Na quarta-feira, Parente voltou à casa de ACM. Mostrou-lhe o texto da medida provisória do mínimo. Em homenagem ao senador, o governo anotaria no texto que os Estados que dispusessem de recursos poderiam elevar o mínimo até o limite de R$ 180, justamente o valor defendido por ACM.

Armas e munição
Depois, achou-se melhor não mencionar os R$ 180 no documento. Cada Estado ficou livre para adotar o adicional que for capaz de pagar. FHC discou pessoalmente para ACM. Explicou-lhe os motivos, eminentemente técnicos. O senador assentiu.
Na sexta-feira, já em seu Estado, ACM acertou com o governador César Borges os detalhes para a fixação na Bahia do mínimo de R$ 180, pelo qual tanto se bateu o PFL. Quer que seu Estado seja o primeiro a adotar um valor acima do piso.
Escaldado, ACM afia as armas. Aos amigos, diz que não deseja romper com FHC. Mas acrescenta: se necessário, está disposto a virar feroz oposicionista. Insinua que munição não lhe falta.

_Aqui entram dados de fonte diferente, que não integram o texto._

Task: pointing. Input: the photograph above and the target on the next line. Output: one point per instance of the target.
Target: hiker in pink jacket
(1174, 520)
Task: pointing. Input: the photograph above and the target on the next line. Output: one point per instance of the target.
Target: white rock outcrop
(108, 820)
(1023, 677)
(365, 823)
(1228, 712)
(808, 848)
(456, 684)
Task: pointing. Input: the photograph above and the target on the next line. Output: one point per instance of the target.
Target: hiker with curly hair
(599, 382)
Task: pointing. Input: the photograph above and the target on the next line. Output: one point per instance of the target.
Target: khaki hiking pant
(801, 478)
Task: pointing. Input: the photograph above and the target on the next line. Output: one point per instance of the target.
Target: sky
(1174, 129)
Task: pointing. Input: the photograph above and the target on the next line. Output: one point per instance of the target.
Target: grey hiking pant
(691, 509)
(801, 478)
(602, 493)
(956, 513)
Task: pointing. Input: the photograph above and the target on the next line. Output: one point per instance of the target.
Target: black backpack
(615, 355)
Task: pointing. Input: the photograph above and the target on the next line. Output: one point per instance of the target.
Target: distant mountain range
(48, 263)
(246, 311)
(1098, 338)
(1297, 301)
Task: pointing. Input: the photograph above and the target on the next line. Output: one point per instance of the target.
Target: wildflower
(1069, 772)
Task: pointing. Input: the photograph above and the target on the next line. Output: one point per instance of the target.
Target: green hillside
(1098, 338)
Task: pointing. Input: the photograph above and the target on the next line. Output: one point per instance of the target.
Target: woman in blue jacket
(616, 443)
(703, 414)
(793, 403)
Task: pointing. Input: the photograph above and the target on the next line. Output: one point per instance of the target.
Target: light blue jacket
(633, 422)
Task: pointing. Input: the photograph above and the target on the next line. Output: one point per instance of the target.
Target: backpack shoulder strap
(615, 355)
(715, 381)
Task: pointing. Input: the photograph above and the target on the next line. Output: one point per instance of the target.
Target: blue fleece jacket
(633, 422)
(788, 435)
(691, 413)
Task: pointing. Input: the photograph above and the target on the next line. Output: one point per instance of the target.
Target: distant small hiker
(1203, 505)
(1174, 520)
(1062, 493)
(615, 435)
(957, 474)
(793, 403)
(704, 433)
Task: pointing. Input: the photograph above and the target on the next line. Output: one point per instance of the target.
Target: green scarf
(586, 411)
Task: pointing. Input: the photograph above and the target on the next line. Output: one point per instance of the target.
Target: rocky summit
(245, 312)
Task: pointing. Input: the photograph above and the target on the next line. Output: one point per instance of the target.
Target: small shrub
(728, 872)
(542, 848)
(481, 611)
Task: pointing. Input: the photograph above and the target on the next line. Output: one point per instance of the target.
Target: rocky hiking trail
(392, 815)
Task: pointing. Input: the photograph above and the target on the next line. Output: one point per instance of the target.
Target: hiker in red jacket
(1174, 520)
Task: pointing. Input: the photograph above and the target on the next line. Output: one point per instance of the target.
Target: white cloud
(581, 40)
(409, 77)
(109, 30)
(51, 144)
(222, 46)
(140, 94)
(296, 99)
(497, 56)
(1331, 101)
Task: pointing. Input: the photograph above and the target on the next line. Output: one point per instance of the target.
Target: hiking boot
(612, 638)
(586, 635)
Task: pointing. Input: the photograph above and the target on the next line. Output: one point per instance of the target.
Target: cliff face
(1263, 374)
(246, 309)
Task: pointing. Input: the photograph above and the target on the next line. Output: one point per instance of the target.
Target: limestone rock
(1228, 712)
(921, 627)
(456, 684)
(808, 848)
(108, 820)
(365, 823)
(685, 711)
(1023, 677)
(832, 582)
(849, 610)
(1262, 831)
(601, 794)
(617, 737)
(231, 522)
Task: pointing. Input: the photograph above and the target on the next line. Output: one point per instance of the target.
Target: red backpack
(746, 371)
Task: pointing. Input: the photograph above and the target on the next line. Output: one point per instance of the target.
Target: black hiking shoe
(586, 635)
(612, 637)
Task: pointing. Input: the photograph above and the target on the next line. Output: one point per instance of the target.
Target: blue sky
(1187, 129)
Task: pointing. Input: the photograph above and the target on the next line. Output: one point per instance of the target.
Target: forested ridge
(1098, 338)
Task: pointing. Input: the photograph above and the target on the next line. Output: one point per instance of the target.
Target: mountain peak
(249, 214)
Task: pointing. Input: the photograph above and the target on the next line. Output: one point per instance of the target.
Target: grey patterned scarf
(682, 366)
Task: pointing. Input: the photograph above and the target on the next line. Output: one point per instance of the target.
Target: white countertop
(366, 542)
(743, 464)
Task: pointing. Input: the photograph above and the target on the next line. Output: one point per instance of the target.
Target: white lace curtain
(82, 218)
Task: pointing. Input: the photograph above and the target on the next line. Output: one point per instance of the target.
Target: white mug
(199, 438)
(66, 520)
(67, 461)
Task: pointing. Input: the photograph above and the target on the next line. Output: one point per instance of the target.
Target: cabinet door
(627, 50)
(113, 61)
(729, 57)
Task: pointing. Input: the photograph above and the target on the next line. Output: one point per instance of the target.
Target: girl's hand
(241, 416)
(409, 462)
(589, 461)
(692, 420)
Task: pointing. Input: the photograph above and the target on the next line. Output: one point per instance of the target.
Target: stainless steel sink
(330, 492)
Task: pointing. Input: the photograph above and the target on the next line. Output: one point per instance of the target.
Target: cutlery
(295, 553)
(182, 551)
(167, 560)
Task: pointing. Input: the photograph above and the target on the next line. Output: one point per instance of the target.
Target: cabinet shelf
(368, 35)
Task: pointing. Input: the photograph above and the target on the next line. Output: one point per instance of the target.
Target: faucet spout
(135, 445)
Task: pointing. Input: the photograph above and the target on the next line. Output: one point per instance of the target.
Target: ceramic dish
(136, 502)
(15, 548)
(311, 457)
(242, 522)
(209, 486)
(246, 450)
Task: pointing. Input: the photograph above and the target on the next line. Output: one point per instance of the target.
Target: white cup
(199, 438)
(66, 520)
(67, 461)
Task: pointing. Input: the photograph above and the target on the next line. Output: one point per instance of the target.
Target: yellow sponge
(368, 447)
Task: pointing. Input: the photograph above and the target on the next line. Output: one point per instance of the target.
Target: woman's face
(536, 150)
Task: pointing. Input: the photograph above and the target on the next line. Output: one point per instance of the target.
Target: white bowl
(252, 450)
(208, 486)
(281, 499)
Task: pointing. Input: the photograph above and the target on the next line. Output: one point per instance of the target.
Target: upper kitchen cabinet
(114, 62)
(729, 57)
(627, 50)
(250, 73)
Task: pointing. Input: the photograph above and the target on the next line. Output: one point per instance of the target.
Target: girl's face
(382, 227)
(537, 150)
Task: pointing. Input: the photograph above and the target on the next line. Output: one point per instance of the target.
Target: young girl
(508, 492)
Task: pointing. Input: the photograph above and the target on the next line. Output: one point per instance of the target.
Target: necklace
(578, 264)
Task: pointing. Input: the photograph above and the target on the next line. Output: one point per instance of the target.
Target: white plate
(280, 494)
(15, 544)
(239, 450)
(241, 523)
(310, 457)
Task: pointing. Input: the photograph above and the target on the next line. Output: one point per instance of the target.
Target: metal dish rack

A exemplo de FHC, ACM também deseja fazer o seu sucessor. E espera contar com o auxílio do governo. Seu predileto para a presidência do Senado é o ex-presidente José Sarney. Comprará briga com Jader Barbalho (PMDB), postulante ao cargo. Espera para ver de que lado ficará FHC.
ACM divide com expoentes do PSDB uma suspeita. Ao desdenhar de todos os demais candidatos, o presidente estaria, na verdade, preparando o terreno para postular, ele próprio, a terceira recondução ao posto.

Empate técnico
FHC rechaça a hipótese. Tudo o que desejo é influir na escolha, repete. Além de apostar num bom desempenho de Malan e sua equipe, o presidente enxerga problemas na seara oposicionista. Acha que o governador carioca Anthony Garotinho, às voltas com uma crise no setor de segurança, perde terreno.
Classifica a candidatura de Lula como uma armadilha para o PT. Lula dificilmente sairá vitorioso de uma disputa presidencial. Mas, com seu prestígio, costuma puxar votos para candidatos do PT aos governos estaduais, à Câmara e ao Senado. Por isso os petistas não se animariam a lançar outro nome.
Sobre Ciro, diz que faltam partidos que lhe dêem sustentação. Não irá longe, acredita, com o tempo de TV de que disporá o PPS numa campanha.
Em meio a tantas críticas, o presidente reservou um elogio para Malan, na última semana. Gabou-lhe a coragem de ter ido à Bahia, para debater com ACM, em solenidade pública, a questão do salário mínimo.
Saiu-se muito bem, avaliou o chefe. Ao cutucar o lobo em sua toca, demonstrou invejável cintura política. FHC e Malan nunca estiveram tão próximos.
A quem interessar possa: na pesquisa Datafolha presidencial que veio à luz na quinta-feira, Malan obteve 2%. Está tecnicamente empatado com Serra e Tasso, ambos com 3%.